On GitHub, the HTML representation is unable to render, please try loading this page with nbviewer.org.
LinearRegression()
For the prediction, we need now to provice the same type of structure, by transforming our list of values in the same way:
X_pred_poly = np.arange(0,7,0.5)[:, np.newaxis]
X_pred_poly = poly.fit_transform(X_pred_poly)
X_pred_poly
array([[ 1. , 0. , 0. ],
[ 1. , 0.5 , 0.25],
[ 1. , 1. , 1. ],
[ 1. , 1.5 , 2.25],
[ 1. , 2. , 4. ],
[ 1. , 2.5 , 6.25],
[ 1. , 3. , 9. ],
[ 1. , 3.5 , 12.25],
[ 1. , 4. , 16. ],
[ 1. , 4.5 , 20.25],
[ 1. , 5. , 25. ],
[ 1. , 5.5 , 30.25],
[ 1. , 6. , 36. ],
[ 1. , 6.5 , 42.25]])
y_pred_poly = lin_model.predict(X=X_pred_poly)
/Users/gw18g940/mambaforge/envs/DAVPy2023/lib/python3.10/site-packages/sklearn/base.py:465: UserWarning: X does not have valid feature names, but LinearRegression was fitted with feature names
warnings.warn(
sns.scatterplot(x=centripetal['v'], y=centripetal['a'])
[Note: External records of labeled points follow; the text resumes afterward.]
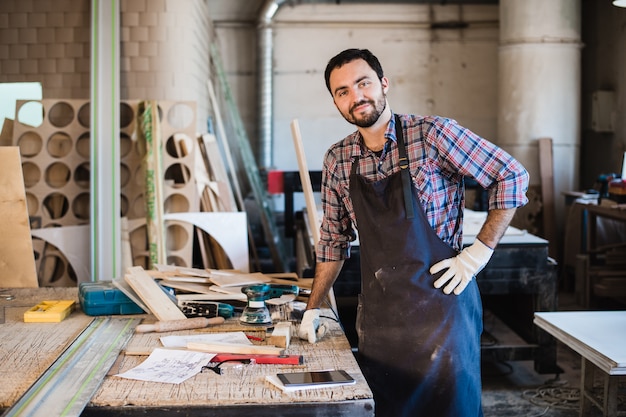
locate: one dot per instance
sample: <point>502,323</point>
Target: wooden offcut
<point>17,261</point>
<point>152,295</point>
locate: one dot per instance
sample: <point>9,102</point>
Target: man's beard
<point>368,119</point>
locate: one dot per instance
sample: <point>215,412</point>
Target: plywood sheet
<point>599,336</point>
<point>17,262</point>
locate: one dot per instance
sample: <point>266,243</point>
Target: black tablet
<point>296,379</point>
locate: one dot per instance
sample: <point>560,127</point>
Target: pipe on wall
<point>265,81</point>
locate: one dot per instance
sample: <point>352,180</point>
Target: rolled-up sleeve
<point>491,166</point>
<point>336,231</point>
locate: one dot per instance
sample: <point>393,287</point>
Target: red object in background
<point>275,182</point>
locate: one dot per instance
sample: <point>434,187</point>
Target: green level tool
<point>69,383</point>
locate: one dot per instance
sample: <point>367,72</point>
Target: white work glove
<point>310,328</point>
<point>462,268</point>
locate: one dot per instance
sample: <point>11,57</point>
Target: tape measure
<point>52,311</point>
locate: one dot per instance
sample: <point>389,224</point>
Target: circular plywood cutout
<point>55,205</point>
<point>61,114</point>
<point>84,115</point>
<point>59,145</point>
<point>30,144</point>
<point>32,174</point>
<point>180,116</point>
<point>83,145</point>
<point>31,114</point>
<point>57,175</point>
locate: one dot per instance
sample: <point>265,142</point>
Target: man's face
<point>357,92</point>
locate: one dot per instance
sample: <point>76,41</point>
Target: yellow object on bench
<point>52,311</point>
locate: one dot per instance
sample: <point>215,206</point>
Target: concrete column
<point>539,87</point>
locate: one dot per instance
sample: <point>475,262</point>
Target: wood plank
<point>241,389</point>
<point>152,295</point>
<point>546,167</point>
<point>16,246</point>
<point>216,347</point>
<point>28,349</point>
<point>311,207</point>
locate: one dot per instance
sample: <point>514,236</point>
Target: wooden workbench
<point>28,349</point>
<point>599,337</point>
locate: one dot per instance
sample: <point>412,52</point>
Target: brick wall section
<point>165,52</point>
<point>46,41</point>
<point>164,49</point>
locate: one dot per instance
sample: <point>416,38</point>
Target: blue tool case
<point>102,298</point>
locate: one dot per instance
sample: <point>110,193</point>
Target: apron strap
<point>404,170</point>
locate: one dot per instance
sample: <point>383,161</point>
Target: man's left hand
<point>462,268</point>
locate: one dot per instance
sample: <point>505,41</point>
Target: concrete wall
<point>451,72</point>
<point>603,69</point>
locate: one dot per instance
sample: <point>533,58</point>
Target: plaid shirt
<point>441,153</point>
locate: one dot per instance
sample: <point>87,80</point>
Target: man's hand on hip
<point>310,328</point>
<point>462,268</point>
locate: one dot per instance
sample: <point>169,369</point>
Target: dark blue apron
<point>418,347</point>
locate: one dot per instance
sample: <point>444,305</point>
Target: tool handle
<point>172,325</point>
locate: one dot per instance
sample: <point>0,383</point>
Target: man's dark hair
<point>350,55</point>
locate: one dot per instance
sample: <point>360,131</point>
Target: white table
<point>600,338</point>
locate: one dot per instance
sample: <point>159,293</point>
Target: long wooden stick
<point>309,198</point>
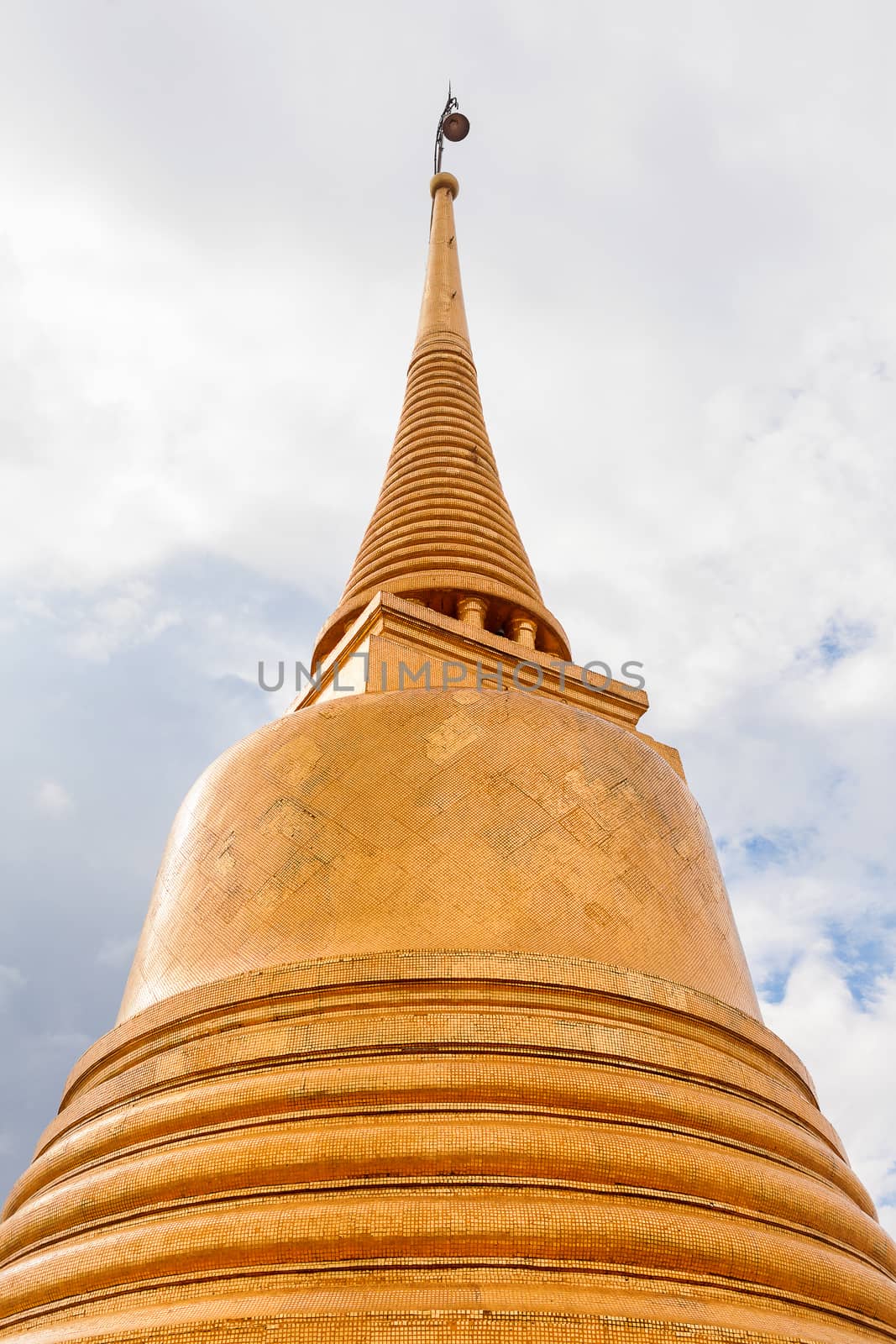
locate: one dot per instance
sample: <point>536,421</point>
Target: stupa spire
<point>443,531</point>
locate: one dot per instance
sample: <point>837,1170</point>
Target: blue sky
<point>676,234</point>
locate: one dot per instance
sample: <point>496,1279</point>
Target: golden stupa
<point>439,1027</point>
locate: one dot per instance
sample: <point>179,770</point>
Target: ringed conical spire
<point>443,531</point>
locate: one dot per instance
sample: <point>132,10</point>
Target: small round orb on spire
<point>453,125</point>
<point>456,127</point>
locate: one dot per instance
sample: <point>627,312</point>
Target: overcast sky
<point>678,233</point>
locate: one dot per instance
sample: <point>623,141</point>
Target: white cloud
<point>846,1047</point>
<point>117,952</point>
<point>53,799</point>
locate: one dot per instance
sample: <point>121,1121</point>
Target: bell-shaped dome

sns.lineplot(x=np.arange(0,7,0.5), y=y_pred_poly, color='red');
We see that the model works much better now! Remembering that \(a = \omega^2*r\) where \(r\) is the radius, we can check whether the recovered value is realistic:
lin_model.coef_
array([0. , 0.00624014, 0.62881036])
The two first coefficients are close to zero (there are no terms for them in our equation), while the last one corresponds to an arm’s length of 60cm.
Exercise#
Import the files ../data/Displacement1 and ../data/Displacement2. They were acquired walking towards a wall and measuring the distance to te wall(
z
represents the distance). Model these two datasets with what you have learned here. What can you learn about how I walked towards the wall?Import the file ../data/Displacement3 which was acquired the same way as ../data/Displacement1 but with errors in the acquisition. Use first the
LinearRegression
model and then theRANSACRegressor
from the same module. Read the docs for RANSACRegressor. Do you understand what happens?